Location
The location is lightly fictionalised. Many real place names are used, the great majority indicating a site on the border of Herefordshire and Breconshire south of Hay on Wye. The Herefordshire Black Hill and Cefn Hill are outliers of the Black Mountains; Brecknockshire was west of the easternmost ridge of the Black Mountains to the west. Hay-on-Wye (with its castle and pre-war railway station) would be the principal town in the area but its name is notable by its absence; instead, it seems the name of the Radnorshire hamlet of Rhulen has been used. The name of the Shropshire location of Lurkenhope has been used for the principal village. Talgarth, although not mentioned in the film, is another small nearby town, which would have been of greater importance to the area at the time.
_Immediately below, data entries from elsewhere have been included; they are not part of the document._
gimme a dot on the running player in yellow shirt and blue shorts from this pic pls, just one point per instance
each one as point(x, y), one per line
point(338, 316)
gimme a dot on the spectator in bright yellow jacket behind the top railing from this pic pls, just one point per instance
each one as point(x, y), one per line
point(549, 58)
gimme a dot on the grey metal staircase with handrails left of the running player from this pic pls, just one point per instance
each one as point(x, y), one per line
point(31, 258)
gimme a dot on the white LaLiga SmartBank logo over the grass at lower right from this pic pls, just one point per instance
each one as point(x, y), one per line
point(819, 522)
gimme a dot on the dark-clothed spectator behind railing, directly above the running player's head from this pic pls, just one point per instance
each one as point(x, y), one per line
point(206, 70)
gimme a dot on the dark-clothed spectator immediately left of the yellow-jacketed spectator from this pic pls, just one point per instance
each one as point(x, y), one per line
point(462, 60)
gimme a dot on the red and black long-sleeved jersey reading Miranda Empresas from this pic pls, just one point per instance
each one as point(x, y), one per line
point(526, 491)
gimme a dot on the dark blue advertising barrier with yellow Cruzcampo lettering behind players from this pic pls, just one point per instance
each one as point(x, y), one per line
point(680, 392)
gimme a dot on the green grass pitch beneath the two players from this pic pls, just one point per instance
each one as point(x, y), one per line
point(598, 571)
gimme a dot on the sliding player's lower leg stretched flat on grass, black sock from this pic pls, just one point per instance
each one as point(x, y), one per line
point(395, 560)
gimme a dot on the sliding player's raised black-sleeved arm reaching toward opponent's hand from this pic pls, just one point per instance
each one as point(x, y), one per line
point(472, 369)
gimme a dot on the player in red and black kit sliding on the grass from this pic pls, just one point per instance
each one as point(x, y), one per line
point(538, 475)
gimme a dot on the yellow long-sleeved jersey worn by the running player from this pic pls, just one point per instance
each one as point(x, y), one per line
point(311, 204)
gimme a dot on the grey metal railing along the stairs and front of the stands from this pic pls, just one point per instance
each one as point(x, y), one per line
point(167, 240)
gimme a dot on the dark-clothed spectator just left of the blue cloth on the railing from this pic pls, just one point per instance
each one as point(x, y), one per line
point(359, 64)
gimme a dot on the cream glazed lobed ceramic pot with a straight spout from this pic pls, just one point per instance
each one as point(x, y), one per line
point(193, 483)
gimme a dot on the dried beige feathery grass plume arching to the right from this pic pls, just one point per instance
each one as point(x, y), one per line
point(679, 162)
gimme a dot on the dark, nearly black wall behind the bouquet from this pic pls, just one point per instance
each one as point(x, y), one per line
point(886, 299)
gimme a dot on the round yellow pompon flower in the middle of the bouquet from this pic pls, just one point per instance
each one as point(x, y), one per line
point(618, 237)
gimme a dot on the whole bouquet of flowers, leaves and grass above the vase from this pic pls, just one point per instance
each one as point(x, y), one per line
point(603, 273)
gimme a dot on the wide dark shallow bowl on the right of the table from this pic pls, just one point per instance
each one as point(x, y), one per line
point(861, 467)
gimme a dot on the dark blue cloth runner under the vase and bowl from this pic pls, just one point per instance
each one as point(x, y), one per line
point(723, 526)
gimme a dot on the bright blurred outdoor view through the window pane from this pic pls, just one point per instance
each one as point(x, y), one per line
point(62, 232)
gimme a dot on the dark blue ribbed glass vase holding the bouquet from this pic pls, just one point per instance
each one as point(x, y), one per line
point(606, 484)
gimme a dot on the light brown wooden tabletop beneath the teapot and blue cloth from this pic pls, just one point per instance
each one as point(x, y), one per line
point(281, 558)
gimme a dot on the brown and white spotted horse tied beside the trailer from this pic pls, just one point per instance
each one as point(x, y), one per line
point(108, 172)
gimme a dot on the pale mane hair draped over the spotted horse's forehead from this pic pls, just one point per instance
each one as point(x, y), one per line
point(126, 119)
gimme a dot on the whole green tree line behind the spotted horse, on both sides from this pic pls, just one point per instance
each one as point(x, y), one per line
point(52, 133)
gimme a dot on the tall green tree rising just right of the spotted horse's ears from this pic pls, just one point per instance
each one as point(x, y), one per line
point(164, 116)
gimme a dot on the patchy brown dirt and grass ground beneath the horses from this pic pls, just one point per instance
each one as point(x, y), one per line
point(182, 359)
On the Ordnance Survey map, 'Abergavenny and the Black Mountains, Wales sheet 161' (1:50,000 series) and even better depicted on the more detailed 1:25,000 series at grid reference SO275348 the Black Hill itself is shown, towards Craswall. The name refers to a well known ridge descending very steeply from the very long Hatterall Ridge (which forms the England / Wales border) and carries Offas Dyke footpath on it, down into the fields of Herefordshire, and on the English side. The Black Hill is known locally as 'The Cat's Back' as viewed from Herefordshire it looks like a crouching cat about to pounce. On the same map at grid reference SO264310, just a little to the south, you will be able to see a real farm called The Vision Farm, situated in the Llanthony valley, also known as the Vale of Ewyas, on the Welsh side of the border, just below Capel-y-ffin.
Alternatively, the location that inspired the novel could be the Black Hill grid reference SO330790 between Knighton and Clun and a few miles from Lurkenhope. Chatwin stayed nearby in Cwm Hall, Purslow with friends during the 1970s and was confidently cited as such in a BBC programme by his biographer.
Chatwin amalgamated reality with his research amongst the local indigenous populace in the time he researched the book, interweaving fact and fiction, gossip, locations, stories and social history.